In a recent appearance on the No Priors AI podcast, Huang said that every Nvidia engineer now relies on an AI-powered coding assistant, called Cursor, to handle the grunt work. His ultimate vision? A world where his engineers never have to write a line of code again.
“Nothing would give me more joy than if none of our engineers were coding at all,” Huang said. “And they were just purely solving undiscovered problems.”
At first glance, it sounds counterintuitive, the man leading one of the world’s most advanced tech companies encouraging his own engineers to stop coding.
But for Huang, this isn’t about abandoning engineering; it’s about redefining it. He views coding as a routine task, while the real magic, he argues, lies in pursuing the purpose, discovering and solving problems no one else has cracked yet.
Purpose vs Task: Huang’s radical engineering philosophy
Over the past year, Huang has been evangelising what he calls the ‘Purpose vs Task’ framework, an idea that’s fast becoming part of Nvidia’s internal culture. He’s explained it in multiple interviews, including a viral chat with Joe Rogan.
The premise is straightforward, coding, like typing or formatting, is just a means to an end. The real job of an engineer, according to Huang, is not to tinker with syntax but to tackle problems the world hasn’t solved yet.
“Every engineer at Nvidia now uses AI tools like Cursor,” he said. “I want them to focus entirely on discovering and solving new problems, not just writing code.”
Is this what giving up to AI looks like?
Huang’s approach might seem like surrendering human creativity to artificial intelligence, but he argues the opposite. He believes AI doesn’t replace engineers, it liberates them.

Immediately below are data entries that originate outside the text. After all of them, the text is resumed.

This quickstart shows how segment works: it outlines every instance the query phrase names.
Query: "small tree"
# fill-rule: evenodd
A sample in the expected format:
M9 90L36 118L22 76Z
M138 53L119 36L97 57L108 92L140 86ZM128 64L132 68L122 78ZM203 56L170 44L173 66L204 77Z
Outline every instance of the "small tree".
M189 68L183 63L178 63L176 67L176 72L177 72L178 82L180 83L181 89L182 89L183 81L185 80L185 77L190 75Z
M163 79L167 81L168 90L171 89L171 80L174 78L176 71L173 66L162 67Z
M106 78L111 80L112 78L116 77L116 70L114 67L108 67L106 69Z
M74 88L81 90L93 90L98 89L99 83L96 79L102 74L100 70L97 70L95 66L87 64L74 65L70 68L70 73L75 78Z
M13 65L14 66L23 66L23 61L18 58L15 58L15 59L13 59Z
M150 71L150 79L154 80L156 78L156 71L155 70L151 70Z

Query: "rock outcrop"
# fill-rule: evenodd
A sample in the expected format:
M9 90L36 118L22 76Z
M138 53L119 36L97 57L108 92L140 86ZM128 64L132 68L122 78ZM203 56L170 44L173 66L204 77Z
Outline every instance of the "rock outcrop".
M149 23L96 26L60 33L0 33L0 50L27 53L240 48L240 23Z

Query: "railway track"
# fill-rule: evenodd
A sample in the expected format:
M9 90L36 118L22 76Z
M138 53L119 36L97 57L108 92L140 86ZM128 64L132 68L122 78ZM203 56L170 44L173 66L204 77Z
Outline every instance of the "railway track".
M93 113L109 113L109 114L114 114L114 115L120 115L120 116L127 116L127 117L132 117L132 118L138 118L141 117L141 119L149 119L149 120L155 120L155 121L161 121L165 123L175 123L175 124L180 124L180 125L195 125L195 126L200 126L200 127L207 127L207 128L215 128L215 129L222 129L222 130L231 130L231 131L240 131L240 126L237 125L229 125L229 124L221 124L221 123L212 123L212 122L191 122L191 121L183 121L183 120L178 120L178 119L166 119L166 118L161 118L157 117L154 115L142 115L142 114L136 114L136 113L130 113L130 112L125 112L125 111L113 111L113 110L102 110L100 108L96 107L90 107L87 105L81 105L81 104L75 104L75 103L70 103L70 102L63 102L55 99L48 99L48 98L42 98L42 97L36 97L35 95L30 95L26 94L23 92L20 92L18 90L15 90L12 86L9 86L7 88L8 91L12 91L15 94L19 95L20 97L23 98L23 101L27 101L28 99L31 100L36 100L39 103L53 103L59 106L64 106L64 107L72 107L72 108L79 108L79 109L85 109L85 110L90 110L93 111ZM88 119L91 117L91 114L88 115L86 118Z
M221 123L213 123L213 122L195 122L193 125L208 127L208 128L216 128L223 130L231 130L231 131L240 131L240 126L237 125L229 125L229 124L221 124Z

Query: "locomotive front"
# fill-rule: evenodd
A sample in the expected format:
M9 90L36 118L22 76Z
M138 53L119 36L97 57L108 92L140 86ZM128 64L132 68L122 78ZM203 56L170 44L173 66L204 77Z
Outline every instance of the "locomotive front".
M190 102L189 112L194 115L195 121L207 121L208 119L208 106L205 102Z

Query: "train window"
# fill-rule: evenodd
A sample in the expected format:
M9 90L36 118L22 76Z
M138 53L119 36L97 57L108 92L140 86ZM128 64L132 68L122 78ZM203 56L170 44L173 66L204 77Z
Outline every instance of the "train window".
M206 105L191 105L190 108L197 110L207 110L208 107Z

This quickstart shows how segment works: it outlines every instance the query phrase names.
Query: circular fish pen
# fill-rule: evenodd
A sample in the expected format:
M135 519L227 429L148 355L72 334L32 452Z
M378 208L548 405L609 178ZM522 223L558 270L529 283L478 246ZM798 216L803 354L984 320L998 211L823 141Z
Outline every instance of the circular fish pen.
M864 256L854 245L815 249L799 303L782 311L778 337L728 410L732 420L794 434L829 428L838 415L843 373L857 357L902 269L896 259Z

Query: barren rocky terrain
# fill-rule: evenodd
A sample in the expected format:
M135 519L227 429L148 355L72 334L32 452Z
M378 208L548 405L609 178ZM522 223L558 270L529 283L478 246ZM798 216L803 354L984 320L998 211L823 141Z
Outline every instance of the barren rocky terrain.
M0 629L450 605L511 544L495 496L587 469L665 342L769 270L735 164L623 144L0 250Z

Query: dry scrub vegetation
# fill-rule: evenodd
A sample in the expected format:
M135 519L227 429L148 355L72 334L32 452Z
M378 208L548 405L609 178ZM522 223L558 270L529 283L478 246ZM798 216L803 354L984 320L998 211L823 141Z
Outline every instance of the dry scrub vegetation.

To make his point, he points to a different field altogether: radiology.
Years ago, AI pioneer Geoffrey Hinton predicted radiologists would vanish within five years because machines could read scans faster and more accurately. Yet the opposite happened. “Instead, radiologist numbers have grown,” Huang said.
His reasoning, reading scans was never the purpose of a radiologist’s job, it was just the task. The true purpose lies in diagnosing diseases and improving patient outcomes. AI automated the repetitive part, freeing radiologists to focus on higher-value thinking.
Huang believes the same is about to happen to software engineers. Coding, once seen as the heart of tech work, may soon be as routine as typing in Word. AI can do the syntax, humans, Huang insists, should do the thinking.
That doesn’t mean jobs will vanish. Instead, they’ll evolve. Engineers may no longer spend hours debugging, but they’ll be expected to define problems, design systems, and interpret complex results. In short, they’ll become problem architects, not code writers.